Отец если кого-то и впрямь ждал, то не нового президента Литвы, а Шмулика.
Слух о том, что из тюрем освободили всех политзаключённых, дошёл и до нашего местечка.
Как полагал отец, Шмулик должен был бы уже вернуться. Но брат жены в родной Йонаве не появлялся, и отец терялся в догадках, почему его до сих пор нет. Долго ли из Каунаса надо добираться до родимого дома?
— Может, ты, Хенка, что-нибудь о нём знаешь? — допытывался отец. — Где он обретается?
— Не знаю, — отвечала мама. — Но думаю, что, даже если Шмулик появится, сразу к нам он не придёт.
— Я понимаю. Сначала как любящий сын сходит к матери на кладбище.
— Шмулик ещё не знает, что она умерла.
— Разве ему не сообщили?
— Если бы сообщили, то хоть на денёк бы отпустили, чтобы попрощаться с ней.
Мама замолчала и, желая положить допросу конец, вдруг выплеснула наболевшее:
— По-моему, он к тебе в подмастерья вряд ли вернётся. Моего боевого братца, скорее всего, изберут в какой-нибудь комитет или определят на службу. Так что, дорогой, ты на своего шурина не очень-то рассчитывай.
— Бог ему в помощь! Настоящим мастером он ещё стать не успел. Был неплохой брючник, и только.
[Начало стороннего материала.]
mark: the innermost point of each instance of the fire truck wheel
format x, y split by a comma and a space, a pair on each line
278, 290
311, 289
— А может, новым властям нужны не портные, а совсем другие мастера. Для того чтобы покрикивать, приказывать и таскать кого-нибудь в тюрьму, никакого мастерства вообще не требуется. Кричи, приказывай, тащи за волосы! — горько усмехнулась мама.
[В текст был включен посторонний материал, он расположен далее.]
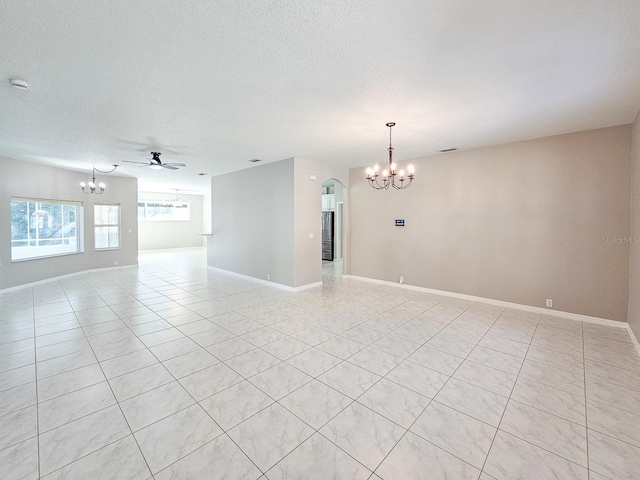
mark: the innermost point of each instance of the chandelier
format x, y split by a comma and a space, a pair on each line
92, 187
389, 174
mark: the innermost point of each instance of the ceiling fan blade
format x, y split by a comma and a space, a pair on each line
160, 147
130, 161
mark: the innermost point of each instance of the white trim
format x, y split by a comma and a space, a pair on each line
267, 282
61, 277
490, 301
633, 338
168, 250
Это отцу и в голову не приходило. А ведь она абсолютно права — Шмулик три года сидел в тюрьме не за кражу, не за драку… Зимой мёрз в одиночке, летом, обливаясь потом, таскал и грузил на лесоповале распиленные сосны… Он пострадал за то, что боролся за справедливость — так, как её понимал, и хотел, чтобы пролетариями управляли не алчные угнетатели-толстосумы, а сами угнетённые бескорыстные труженики. Ради своих братьев по рабочему классу он почти три года сносил лишения и хлебал тюремную баланду. Теперь ему, как победителю, полагается, по заслугам и по справедливости, какая-нибудь награда.
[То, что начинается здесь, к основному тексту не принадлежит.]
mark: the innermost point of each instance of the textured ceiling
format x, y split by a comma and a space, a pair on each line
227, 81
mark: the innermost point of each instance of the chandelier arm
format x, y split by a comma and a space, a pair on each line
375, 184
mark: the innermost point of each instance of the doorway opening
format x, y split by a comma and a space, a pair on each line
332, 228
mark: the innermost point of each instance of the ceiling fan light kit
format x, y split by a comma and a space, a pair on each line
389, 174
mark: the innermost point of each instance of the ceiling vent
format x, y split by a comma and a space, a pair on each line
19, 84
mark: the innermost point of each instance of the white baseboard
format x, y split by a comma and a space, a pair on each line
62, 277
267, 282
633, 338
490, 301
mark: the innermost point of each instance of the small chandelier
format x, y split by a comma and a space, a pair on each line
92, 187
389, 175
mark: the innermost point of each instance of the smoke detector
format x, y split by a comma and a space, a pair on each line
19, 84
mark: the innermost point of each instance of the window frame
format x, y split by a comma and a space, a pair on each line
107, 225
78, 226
— У тебя есть тихий и старательный Мейлах. Дождёшься и трудолюбивого Юлюса, — пожалела отца мама. — Не ломай себе голову! Чем займётся Шмуле, неизвестно, но эти оба в тюрьму не сядут и надолго останутся с тобой.
— Ты у меня умница.
— Умница-шмумница… Ты бы хоть раз спросил, как у меня дела, как после смерти твоего отца держится мама. А ты только о себе да о себе.
— Ну? Ты уже за меня спросила. Отвечай!
— Мама, слава Богу, не сдается. Сидит в фартуке покойного и стучит весь день молотком. Когда я прихожу, Роха всегда показывает мне кошелёк и при мне пересчитывает, сколько заработала за месяц. Говорит, не меньше, чем её Довид!